Karya-karyanya sangat dipengaruhi ilmu bahasa dan semiotik. Oleh Kellner
karyanya dipandang sebagai suplemen semiologis terhadap teori polisik Marx.
Cara
Boudrillard melukiskan kehidupan post-modern bahwa kehidupan post-modern
ditandai oleh simulasi. Yaitu
mengarah pada kehidupan simulacra, oleh
Kellneer diartikan semacam “reproduksi obyek dan atau peristiwa”. Dalam
kaburnya perbedaan antara tanda dan realitas, maka semakin sukar mengenali yang
tulen dai barang tiruan. Ia mengilustrsikan larutnya kehidupan kedalam TV, dan
sebaliknya larutnya TV kedalam kehidupan. Jadi, simulasilah yang berkuasa;
manusia menjadi budak simulasi.
Hiperrealitas menjadi konsep penting.;
media, seperti surat kabar, TV, tabloid berhenti menjadi cermin realitas,
tetapi kemudian media menjadi realitas itu sendiri. Pada kerangka ini Boudrillard memperlihatkan
kultur yang mengalami revolusi dan merupakan bencana besar. Karena menyebabkan
massa meenjadi pasiv ketimbang memberontak seperti yang diperkirakan Marx.
Teori
Sosial Post-Modern dan Teori Sosiologi
Sebagian
berpendapat bahwa post-modern tak dapat dipandang sebagai teori, paling tidak
dalam pengetian yang teori yang lazim. Tetapi menurut Ritzer, khususnya
terhadap Boudrillard masih dapat
dimasukkan dalam jajaran teori sosial (sosiologi). Penerimaan terhadap
Boudrillard ini jika diteliti membuka pintu masuk bagi sejumlah nama lain,
seperti Jameson. Bagaimanapun sejauh inigagasan post-modern mempunyai implikasi
terhadap bagian substansial dari dunia sosial, bahkan menggairahkan.
Penerapan
Teori Sosial Modern
Inovasi
baru pada kehidupan sosial modern karena mereka sangat rasional.

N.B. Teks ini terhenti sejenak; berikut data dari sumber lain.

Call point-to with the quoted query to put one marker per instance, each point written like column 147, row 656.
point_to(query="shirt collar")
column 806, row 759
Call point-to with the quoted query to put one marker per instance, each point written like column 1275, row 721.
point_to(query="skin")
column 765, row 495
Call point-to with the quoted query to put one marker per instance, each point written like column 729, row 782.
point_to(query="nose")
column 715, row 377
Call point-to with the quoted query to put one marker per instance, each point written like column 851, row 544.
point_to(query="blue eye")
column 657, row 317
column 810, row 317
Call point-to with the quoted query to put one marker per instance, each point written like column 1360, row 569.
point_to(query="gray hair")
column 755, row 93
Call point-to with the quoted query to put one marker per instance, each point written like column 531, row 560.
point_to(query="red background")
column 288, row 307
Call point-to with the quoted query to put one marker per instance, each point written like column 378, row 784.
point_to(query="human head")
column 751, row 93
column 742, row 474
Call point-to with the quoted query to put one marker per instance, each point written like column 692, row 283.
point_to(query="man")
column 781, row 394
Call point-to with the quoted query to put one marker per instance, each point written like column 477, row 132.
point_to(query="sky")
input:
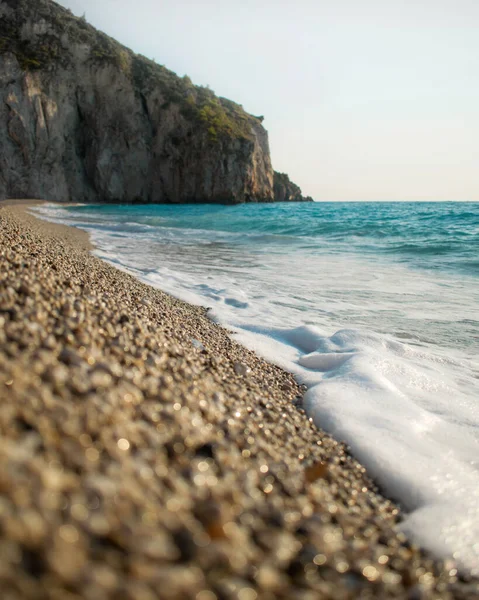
column 362, row 99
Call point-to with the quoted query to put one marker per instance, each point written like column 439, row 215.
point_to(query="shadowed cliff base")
column 85, row 119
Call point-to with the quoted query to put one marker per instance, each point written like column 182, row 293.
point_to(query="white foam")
column 409, row 411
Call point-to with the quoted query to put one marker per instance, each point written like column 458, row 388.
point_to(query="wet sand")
column 144, row 454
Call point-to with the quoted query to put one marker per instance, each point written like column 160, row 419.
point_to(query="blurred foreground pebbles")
column 144, row 455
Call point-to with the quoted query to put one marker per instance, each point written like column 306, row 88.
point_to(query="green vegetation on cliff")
column 58, row 33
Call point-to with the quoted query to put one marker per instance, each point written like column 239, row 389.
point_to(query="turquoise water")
column 374, row 306
column 441, row 235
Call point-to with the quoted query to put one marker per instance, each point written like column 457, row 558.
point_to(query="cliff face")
column 287, row 191
column 83, row 118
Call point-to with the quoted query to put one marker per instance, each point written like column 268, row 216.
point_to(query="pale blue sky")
column 363, row 99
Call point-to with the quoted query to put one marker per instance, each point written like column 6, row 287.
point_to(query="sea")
column 374, row 306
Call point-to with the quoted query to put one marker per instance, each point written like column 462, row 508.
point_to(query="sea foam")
column 373, row 308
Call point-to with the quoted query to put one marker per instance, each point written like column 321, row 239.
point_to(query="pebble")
column 134, row 466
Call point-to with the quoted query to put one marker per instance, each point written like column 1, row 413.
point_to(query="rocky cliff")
column 286, row 191
column 83, row 118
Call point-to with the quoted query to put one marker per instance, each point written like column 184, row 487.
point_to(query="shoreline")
column 278, row 504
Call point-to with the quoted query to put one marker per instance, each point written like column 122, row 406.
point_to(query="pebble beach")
column 144, row 454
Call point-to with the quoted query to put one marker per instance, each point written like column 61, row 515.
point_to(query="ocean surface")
column 374, row 306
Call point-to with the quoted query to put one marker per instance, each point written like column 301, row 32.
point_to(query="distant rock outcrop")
column 83, row 118
column 287, row 191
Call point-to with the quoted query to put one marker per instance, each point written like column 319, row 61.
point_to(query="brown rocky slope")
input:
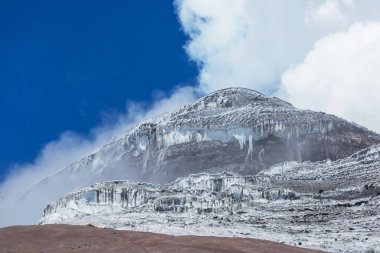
column 67, row 238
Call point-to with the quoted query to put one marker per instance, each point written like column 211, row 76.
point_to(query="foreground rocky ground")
column 67, row 238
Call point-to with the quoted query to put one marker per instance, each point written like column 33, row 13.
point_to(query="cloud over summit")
column 312, row 53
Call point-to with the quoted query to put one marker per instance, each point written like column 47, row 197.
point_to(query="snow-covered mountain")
column 329, row 205
column 236, row 129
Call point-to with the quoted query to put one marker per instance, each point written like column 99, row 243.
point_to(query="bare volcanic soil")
column 67, row 238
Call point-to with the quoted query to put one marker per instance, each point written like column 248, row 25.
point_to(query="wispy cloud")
column 304, row 51
column 18, row 208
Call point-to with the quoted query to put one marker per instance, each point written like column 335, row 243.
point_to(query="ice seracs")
column 235, row 129
column 328, row 205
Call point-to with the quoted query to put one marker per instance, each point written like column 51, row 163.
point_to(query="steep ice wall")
column 235, row 129
column 318, row 204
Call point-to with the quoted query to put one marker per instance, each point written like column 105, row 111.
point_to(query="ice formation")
column 328, row 205
column 234, row 129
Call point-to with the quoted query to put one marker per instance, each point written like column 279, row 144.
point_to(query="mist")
column 321, row 55
column 21, row 202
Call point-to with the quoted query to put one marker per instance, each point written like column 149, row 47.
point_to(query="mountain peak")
column 238, row 97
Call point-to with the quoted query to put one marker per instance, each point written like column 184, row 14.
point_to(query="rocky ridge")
column 328, row 205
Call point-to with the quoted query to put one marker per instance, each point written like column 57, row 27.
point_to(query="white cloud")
column 252, row 43
column 329, row 12
column 341, row 75
column 18, row 208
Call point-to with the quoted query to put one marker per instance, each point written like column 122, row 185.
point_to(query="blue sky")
column 64, row 64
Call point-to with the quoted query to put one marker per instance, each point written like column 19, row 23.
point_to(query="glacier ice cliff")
column 235, row 129
column 328, row 205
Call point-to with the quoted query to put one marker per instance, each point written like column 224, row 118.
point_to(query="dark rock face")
column 324, row 204
column 234, row 129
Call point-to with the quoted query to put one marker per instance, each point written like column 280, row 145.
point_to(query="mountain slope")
column 324, row 204
column 234, row 129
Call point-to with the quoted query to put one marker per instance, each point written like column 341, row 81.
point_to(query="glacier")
column 327, row 205
column 234, row 129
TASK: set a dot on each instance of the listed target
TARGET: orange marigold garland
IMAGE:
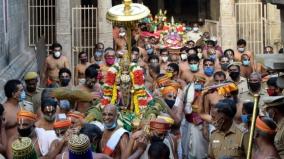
(109, 87)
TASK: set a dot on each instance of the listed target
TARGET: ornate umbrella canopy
(126, 14)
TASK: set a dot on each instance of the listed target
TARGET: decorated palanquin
(125, 86)
(171, 35)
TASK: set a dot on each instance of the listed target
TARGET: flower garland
(110, 92)
(110, 86)
(139, 92)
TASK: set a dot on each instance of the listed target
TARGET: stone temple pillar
(63, 26)
(104, 26)
(228, 29)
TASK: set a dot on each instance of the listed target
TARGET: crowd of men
(206, 122)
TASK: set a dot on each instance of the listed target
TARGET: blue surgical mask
(99, 53)
(245, 118)
(194, 67)
(246, 62)
(170, 102)
(198, 87)
(22, 96)
(150, 51)
(209, 71)
(112, 126)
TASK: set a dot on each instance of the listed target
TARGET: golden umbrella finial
(125, 14)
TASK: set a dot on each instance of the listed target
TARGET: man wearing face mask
(110, 59)
(183, 64)
(135, 55)
(195, 34)
(15, 94)
(208, 68)
(65, 77)
(274, 108)
(53, 63)
(194, 144)
(121, 40)
(254, 86)
(263, 140)
(273, 89)
(159, 133)
(164, 58)
(41, 139)
(98, 54)
(114, 139)
(172, 72)
(33, 92)
(80, 68)
(48, 108)
(246, 67)
(223, 140)
(61, 126)
(235, 76)
(241, 49)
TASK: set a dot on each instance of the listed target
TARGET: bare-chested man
(109, 145)
(91, 85)
(246, 67)
(53, 63)
(164, 60)
(121, 41)
(80, 68)
(192, 68)
(14, 91)
(110, 59)
(48, 108)
(241, 44)
(97, 57)
(183, 64)
(26, 128)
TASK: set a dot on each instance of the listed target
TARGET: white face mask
(165, 58)
(183, 57)
(199, 55)
(57, 54)
(195, 29)
(122, 34)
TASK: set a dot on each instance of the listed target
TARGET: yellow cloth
(26, 115)
(30, 75)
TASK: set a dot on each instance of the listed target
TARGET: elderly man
(115, 139)
(193, 143)
(48, 108)
(53, 63)
(32, 90)
(80, 68)
(158, 133)
(234, 71)
(41, 139)
(274, 108)
(227, 140)
(14, 91)
(264, 136)
(91, 85)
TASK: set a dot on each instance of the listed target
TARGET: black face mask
(170, 103)
(234, 75)
(254, 87)
(64, 82)
(26, 132)
(155, 138)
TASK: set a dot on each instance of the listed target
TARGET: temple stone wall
(15, 56)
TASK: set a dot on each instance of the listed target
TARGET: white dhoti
(194, 145)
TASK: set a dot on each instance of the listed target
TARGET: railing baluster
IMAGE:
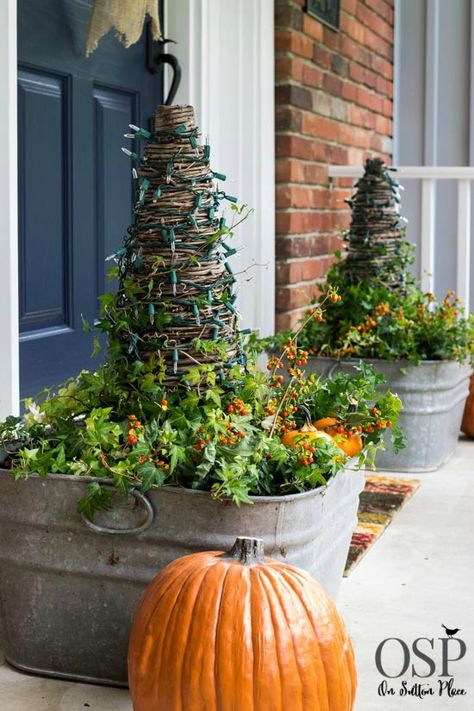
(427, 244)
(464, 241)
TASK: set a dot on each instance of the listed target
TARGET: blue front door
(75, 190)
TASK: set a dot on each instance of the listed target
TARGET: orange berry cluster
(233, 436)
(274, 362)
(379, 424)
(317, 314)
(381, 309)
(294, 354)
(134, 429)
(306, 456)
(239, 407)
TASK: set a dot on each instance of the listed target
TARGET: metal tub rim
(169, 489)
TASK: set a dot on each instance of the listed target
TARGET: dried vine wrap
(376, 235)
(175, 282)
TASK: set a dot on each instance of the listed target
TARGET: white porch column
(9, 353)
(226, 52)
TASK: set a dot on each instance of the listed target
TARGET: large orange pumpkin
(239, 632)
(467, 425)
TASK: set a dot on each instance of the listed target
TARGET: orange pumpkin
(239, 632)
(467, 425)
(350, 443)
(306, 434)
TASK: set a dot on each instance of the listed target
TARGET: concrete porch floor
(417, 576)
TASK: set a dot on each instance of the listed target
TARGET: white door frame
(9, 345)
(226, 51)
(227, 54)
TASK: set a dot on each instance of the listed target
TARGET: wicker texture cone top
(176, 284)
(377, 230)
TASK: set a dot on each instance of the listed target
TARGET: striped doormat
(381, 500)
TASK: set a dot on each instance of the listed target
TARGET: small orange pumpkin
(239, 632)
(350, 442)
(467, 425)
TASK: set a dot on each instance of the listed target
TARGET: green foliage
(121, 425)
(373, 321)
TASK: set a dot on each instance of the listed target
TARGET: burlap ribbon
(126, 16)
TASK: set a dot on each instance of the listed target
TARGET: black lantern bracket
(157, 58)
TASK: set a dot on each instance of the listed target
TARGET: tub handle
(150, 515)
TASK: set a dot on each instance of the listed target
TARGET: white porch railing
(428, 176)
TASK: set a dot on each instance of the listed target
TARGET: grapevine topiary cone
(376, 234)
(176, 287)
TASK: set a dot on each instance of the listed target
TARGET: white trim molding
(226, 51)
(9, 348)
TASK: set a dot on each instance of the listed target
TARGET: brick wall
(333, 106)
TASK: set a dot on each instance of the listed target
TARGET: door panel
(75, 187)
(113, 195)
(43, 141)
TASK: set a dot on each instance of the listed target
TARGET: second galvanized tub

Rasionalistas
yang tinggi pada masyarakat modern ini bukan hanya memampukan mereka (dalam
pemikiran Simmel, membebaskan) tetapi
juga menciptakan masalah-masalah bagi mereka. Rasionelitas ternyatas tidak
serta merta menhyelesaikan masalah. Disinilah signifikansi teori post-modern
. Dalam cara Weber menjelaskan
rasionalisasi menampilkan disenchantment;
akibat rasionallisasi adalah semakin tidak menarik, dunia kehilangan elemen
magis. Maka, melalui teori post-modern
dikenalkan re-enchanchment. Atau, re-enchanchment
dari alat-alagt konsumsi baru menjadi jalan keluar bagi disenchantment.
Simulasi. Alasan penting penciptaan
simiulasi – atau pengubahan fenomena “riil” menjadi simulasi—adalah bahwa
mereka dapat dibuat lebih spektakuler ketimbang aslinya, dengan demikian dapat
lebih menarik konsumen.
Implosi (implosion). Dunia yang
berkembang cepat merepresentasikan semacam pertunjukan yang menarik konsumen ke
dalamnya dan membuat mereka mengonsumsinya.
Kritik
dan Teori Sosial Post-Modern
- Kegagalannya untuk berbuat sesuai dengan standar ilmiah. Dengan riset empiris sebagaimana digunakan kaum modernis, ide-ide teori post-modern tidak dapat dibuktikan.
- Lebik baik melihat teori post-modern sebagai ideologi. Karena, pengetahuan yang dihasilkan post-modernis ini tidak dapat dilihat sebagai suatu ide saintifik.
- Sifat eksesiv dari dari kebanyakan diskursus post-modern menyulitkan sebagian besar orang di luar perspektif ini untuk menerima prinsip dasarnya.
- Ide-ide post-modern seringkali sangat kabur dan abstrak sehingga sulit untuk menghubungkannya dengan dunia sosisal.
- Dalam analisisnya, teoritisi sosial post-modern seringkali melancarkan kritik terhadap masyarakat modern, namun kehilangan validitasnya karena kekurangan basis normativ untuk membuat penilaian.
- Kekuarangan suatu teori tentang agen. Karena penolakan terhadap subyek dan subyektivitas.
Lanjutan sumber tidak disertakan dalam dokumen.